Today Kosovo declared its independence from Serbia, and was recognized by the United States and various European countries as a sovereign nation.
In 1999 the United States waged an air war against Serbia to drive Serbian forces out of Kosovo and allow the UN to take charge of the province. At the time some people insisted that Bill Clinton was using the opportunity presented by Kosovo to distract attention from his impeachment. However, he may just been making nice with the Saudis and doing a favor for the Europeans, who were alarmed by the bad press coming out of Serbia.
In any case, the Clinton administration started us down the path that led to today’s events. The Bush administration gladly took over the Kosovo project and pursued it vigorously. After 9-11 it was especially important to demonstrate that we weren’t anti-Islam, that we were willing to allow Christians to be ethnically cleansed and killed in order to benefit Muslims.
We’ve got nothing against you, Islam, and Kosovo proves it. So now do you love us? Well, do you?
An independent Kosovo is one of the most grotesquely wrong-headed policies ever pursued by the United States, ranking up there with Jimmy Carter’s love-feast with the Sandinistas in 1979.
It’s not just that Kosovo is Islamic. The province is a sinkhole of corruption, crime, and religious fanaticism all rolled together, and will be unable to function as a viable independent country for the foreseeable future. It’s the Gaza Strip of the Balkans.
In the nine years since the UN took over, Wahhabists funded by the Saudis have penetrated the area thoroughly, building mosques, recruiting violent radicals, and forming a “government” that is a deadly combination of Islam and mafia-style criminal gangs. The Kosovars have set themselves up as the kings of the European heroin trade, and an independent Kosovo will provide an unprecedented opportunity to compromise the new state’s banking system and make the government indistinguishable from a criminal enterprise.

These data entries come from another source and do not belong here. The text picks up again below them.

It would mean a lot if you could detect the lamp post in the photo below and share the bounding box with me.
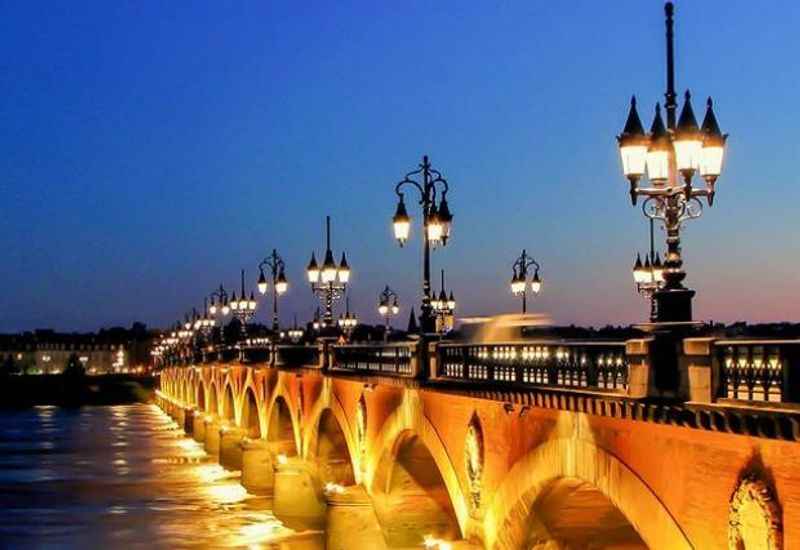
[208,284,231,317]
[392,155,453,334]
[286,315,303,344]
[230,269,257,336]
[511,248,542,314]
[633,218,664,323]
[431,269,456,334]
[378,285,400,341]
[306,216,350,327]
[618,2,727,323]
[258,248,289,332]
[194,298,216,337]
[338,296,358,340]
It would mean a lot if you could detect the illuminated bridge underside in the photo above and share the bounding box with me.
[159,365,800,549]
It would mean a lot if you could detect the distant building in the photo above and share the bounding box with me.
[0,327,158,375]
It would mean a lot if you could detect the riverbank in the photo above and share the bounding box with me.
[0,374,157,408]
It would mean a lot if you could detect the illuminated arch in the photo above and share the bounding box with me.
[241,386,265,439]
[484,438,692,550]
[220,383,236,424]
[195,380,206,412]
[303,391,360,485]
[266,393,299,455]
[364,390,469,537]
[206,380,219,415]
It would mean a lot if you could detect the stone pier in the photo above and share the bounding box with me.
[219,425,245,471]
[325,485,387,550]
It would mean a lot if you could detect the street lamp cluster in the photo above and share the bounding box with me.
[257,248,289,330]
[154,2,727,366]
[229,269,258,334]
[618,2,727,323]
[306,216,350,328]
[392,155,453,334]
[511,249,542,313]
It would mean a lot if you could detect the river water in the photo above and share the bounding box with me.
[0,404,324,550]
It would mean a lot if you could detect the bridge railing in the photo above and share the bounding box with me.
[712,340,800,403]
[240,344,272,365]
[329,342,419,377]
[273,344,324,368]
[436,341,628,393]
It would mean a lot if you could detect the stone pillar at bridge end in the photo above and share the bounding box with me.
[219,425,245,470]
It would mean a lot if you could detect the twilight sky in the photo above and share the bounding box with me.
[0,0,800,332]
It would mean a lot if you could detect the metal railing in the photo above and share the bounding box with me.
[437,341,628,392]
[274,344,320,368]
[241,344,272,365]
[714,340,800,403]
[331,342,417,377]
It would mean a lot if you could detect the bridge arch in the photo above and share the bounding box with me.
[241,386,264,439]
[484,438,692,550]
[181,377,194,407]
[365,394,469,546]
[267,395,298,456]
[206,381,219,415]
[303,394,359,486]
[222,384,236,424]
[195,380,206,412]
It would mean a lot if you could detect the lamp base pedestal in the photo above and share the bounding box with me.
[654,288,695,323]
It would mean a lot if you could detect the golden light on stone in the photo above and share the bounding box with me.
[422,535,453,550]
[728,475,783,550]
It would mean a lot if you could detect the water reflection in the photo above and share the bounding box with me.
[0,405,324,550]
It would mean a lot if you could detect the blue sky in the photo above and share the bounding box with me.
[0,0,800,331]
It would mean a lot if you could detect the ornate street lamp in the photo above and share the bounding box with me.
[618,2,727,322]
[208,284,231,317]
[230,269,258,335]
[306,216,350,327]
[378,285,400,340]
[633,218,664,323]
[258,248,289,332]
[431,269,456,334]
[286,315,303,344]
[194,298,216,336]
[392,155,453,334]
[311,307,322,332]
[511,248,542,313]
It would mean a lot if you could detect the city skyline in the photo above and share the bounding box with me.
[0,2,800,332]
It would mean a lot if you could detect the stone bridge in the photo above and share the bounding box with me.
[158,340,800,549]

An independent Kosovo in this form serves interests of no Western country. Drugs, gun-running, the prostitution of pre-teen girls, money-laundering, protection rackets, intimidation, and deadly turf wars, with all the proceeds going towards the funding of jihad and the further penetration of radical Islam into Europe.
Thank you, President Bush, for this present to southeastern Europe. It’s a gift that will keep on giving for decades to come.
The Serbs have vowed to resist the establishment of an independent Kosovo. They responded to today’s events by recalling their ambassador to the United States. According to the AP:
Serbia has recalled its ambassador to the United States in response to the Bush administration’s recognition of Kosovo’s independence, Prime Minister Vojislav Kostunica said Monday.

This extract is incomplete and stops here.